If you're dining out, check your check. It's likely you'll find a fee that wasn't there a few years ago.

Once uncommon, dining surcharges started popping up once restaurants were allowed to reopen after the pandemic. Owners cited the need to cover expenses associated with social distancing and safety.

With the pandemic largely in the public's rearview, diners might have expected surcharges to go away. Instead, some restaurants are adding them and blaming rising operational costs caused by inflation.

“I've seen it, and I don't like it,” frequent restaurant visitor Chip Murphy of Des Plaines said last week as he sampled the fare at Taste of Park Ridge.

Murphy said he's come across vague service fees or additional credit card fees of 2% to 4% while dining out.

“The menu price should be the price you pay,” he said.

The National Restaurant Association's 2023 industry report shows that roughly 15% of restaurants have added fees or surcharges.

Vanessa Sink, senior director of media relations for the group, said restaurants run on tight margins and can't easily absorb rising costs, not to mention the debt that many took on during the pandemic.

“A typical small business restaurant makes about 3 to 5 cents pretax on every dollar spent in the restaurant,” she said.

Sink said the cost of doing business has increased appreciably since the pandemic: 85% of operators say their restaurants are less profitable now than in 2019. Only 6% say their restaurants are more profitable, while 9% say their profitability has remained roughly the same.

Scott Ward of the Four Napkin Hospitality Group owns five restaurants and franchises three others in the suburbs, including Tap House Grill locations in Palatine, St. Charles and Algonquin as well as Chicago Street Pour House and Kitchen in Elgin.

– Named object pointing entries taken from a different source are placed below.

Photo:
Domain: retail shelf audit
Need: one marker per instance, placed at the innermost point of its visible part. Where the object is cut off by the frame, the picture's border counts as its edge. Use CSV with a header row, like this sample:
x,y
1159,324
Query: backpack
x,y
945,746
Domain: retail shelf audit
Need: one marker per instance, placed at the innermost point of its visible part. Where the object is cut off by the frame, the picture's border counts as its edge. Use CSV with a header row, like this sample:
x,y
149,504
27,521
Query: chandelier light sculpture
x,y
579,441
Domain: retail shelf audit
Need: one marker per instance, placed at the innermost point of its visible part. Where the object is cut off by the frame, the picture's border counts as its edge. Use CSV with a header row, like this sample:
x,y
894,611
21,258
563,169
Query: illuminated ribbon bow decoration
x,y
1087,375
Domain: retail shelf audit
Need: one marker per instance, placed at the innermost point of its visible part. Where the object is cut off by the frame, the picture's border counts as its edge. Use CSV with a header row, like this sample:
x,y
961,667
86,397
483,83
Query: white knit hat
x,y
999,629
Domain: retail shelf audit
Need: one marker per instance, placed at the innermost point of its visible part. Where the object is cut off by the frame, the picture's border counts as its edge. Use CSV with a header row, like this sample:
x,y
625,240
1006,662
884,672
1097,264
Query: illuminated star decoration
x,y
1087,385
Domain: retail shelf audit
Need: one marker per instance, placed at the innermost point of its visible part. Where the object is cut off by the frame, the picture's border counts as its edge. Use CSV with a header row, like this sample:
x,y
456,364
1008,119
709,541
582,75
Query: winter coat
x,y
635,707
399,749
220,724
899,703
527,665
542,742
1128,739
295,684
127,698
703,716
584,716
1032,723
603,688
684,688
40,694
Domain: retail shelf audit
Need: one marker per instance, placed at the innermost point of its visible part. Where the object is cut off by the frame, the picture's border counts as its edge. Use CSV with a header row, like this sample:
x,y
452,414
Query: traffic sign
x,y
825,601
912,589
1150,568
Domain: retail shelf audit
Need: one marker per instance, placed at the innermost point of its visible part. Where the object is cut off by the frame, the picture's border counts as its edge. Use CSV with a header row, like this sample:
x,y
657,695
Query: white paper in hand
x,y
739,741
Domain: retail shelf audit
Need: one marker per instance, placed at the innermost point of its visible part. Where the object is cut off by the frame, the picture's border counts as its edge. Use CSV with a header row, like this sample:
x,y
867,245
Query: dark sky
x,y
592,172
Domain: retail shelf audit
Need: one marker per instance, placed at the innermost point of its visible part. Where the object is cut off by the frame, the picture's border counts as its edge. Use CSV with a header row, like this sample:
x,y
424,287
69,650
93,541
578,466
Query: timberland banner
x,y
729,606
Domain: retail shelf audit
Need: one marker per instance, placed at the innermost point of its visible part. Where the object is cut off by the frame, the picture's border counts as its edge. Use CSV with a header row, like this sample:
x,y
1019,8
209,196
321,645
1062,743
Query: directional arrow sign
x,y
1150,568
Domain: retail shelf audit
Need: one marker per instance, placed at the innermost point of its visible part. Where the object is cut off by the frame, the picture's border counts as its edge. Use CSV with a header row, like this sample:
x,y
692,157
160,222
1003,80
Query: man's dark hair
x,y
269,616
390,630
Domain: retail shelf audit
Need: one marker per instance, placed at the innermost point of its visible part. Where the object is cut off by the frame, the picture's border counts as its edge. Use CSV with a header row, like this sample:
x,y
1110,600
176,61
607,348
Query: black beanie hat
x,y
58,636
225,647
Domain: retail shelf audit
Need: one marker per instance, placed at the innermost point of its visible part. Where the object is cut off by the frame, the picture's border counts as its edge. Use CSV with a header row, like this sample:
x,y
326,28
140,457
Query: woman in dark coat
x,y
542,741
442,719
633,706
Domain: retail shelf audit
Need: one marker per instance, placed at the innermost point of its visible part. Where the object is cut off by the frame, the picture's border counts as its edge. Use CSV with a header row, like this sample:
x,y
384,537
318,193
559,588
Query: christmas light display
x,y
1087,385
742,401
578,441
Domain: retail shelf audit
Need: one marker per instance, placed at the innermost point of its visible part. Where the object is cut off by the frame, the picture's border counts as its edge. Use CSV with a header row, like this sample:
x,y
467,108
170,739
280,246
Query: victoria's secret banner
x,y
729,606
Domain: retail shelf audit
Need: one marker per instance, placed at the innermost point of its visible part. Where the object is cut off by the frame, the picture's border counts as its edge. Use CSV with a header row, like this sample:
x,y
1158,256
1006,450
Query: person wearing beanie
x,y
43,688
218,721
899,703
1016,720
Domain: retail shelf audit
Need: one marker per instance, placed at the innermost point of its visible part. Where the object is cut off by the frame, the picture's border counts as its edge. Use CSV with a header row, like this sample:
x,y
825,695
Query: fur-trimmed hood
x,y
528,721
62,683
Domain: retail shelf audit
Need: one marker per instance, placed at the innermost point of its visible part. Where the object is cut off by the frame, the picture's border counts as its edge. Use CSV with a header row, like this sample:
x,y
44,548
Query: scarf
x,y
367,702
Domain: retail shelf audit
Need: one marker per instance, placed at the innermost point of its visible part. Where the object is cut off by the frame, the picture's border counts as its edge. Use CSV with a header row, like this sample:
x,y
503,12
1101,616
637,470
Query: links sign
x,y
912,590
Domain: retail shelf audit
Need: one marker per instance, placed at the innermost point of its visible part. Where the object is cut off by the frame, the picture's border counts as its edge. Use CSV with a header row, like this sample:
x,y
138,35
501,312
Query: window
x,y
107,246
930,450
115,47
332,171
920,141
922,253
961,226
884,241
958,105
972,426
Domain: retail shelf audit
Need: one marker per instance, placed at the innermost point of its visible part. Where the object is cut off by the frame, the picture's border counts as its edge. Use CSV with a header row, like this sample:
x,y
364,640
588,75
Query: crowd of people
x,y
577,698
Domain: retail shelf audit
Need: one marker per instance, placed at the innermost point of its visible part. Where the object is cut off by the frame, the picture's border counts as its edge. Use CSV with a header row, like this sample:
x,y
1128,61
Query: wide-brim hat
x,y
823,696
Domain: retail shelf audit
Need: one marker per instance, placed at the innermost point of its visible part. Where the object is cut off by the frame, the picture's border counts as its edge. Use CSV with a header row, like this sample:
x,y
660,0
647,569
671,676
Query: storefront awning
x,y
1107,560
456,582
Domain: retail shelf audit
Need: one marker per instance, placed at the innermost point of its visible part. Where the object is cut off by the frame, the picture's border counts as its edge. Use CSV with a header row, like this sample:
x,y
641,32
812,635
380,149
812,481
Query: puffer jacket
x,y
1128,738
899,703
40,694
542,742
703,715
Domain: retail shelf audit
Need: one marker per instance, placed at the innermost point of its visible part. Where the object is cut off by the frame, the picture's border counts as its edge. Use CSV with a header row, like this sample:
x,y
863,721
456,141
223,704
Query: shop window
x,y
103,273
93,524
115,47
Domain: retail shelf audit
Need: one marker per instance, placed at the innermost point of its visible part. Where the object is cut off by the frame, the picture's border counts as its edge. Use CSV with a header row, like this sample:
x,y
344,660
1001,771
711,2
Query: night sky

Ward said the costs for food, alcohol, staffing and insurance have increased more than his slim margins can handle. So like other local restaurant groups such as Lettuce Entertain You and Moretti's, he instituted a surcharge on checks late last year.

Lettuce Entertain You and Moretti's both declined to comment for this story.

Ward added a 2% “food surcharge” to diner's checks. It's also printed on his restaurants' menus.

“I thought it was reasonable and fair, and I'm doing it as a temporary thing until I see things start to stabilize,” he said. “I've never done it before in the history of our little company.”

So why doesn't Ward simply raise the menu prices at his restaurants? He says it's a fear of “sticker shock” from his customers.

“The restaurant consumer goes to the grocery store and knows what they can buy a burger for, but they don't know all the other costs sunk in to give them that burger,” he said.

Ward, who has owned Tap House Grill since 2006, said he considered dynamic pricing as costs rise and fall, but the expense of constantly changing the menu is prohibitive. His restaurants update menus every six to nine months, and he said he'll revisit the charge when the next update comes around.

“The service charge is just for me to get a little absorption of these huge fluctuations,” Ward said, adding that his managers are instructed to remove the fee if customers are upset about it.

“The bottom line for us is a happy guest. We need our guests to leave happy,” he said. “Hopefully, we'll be able to take it off when the next menu comes out.”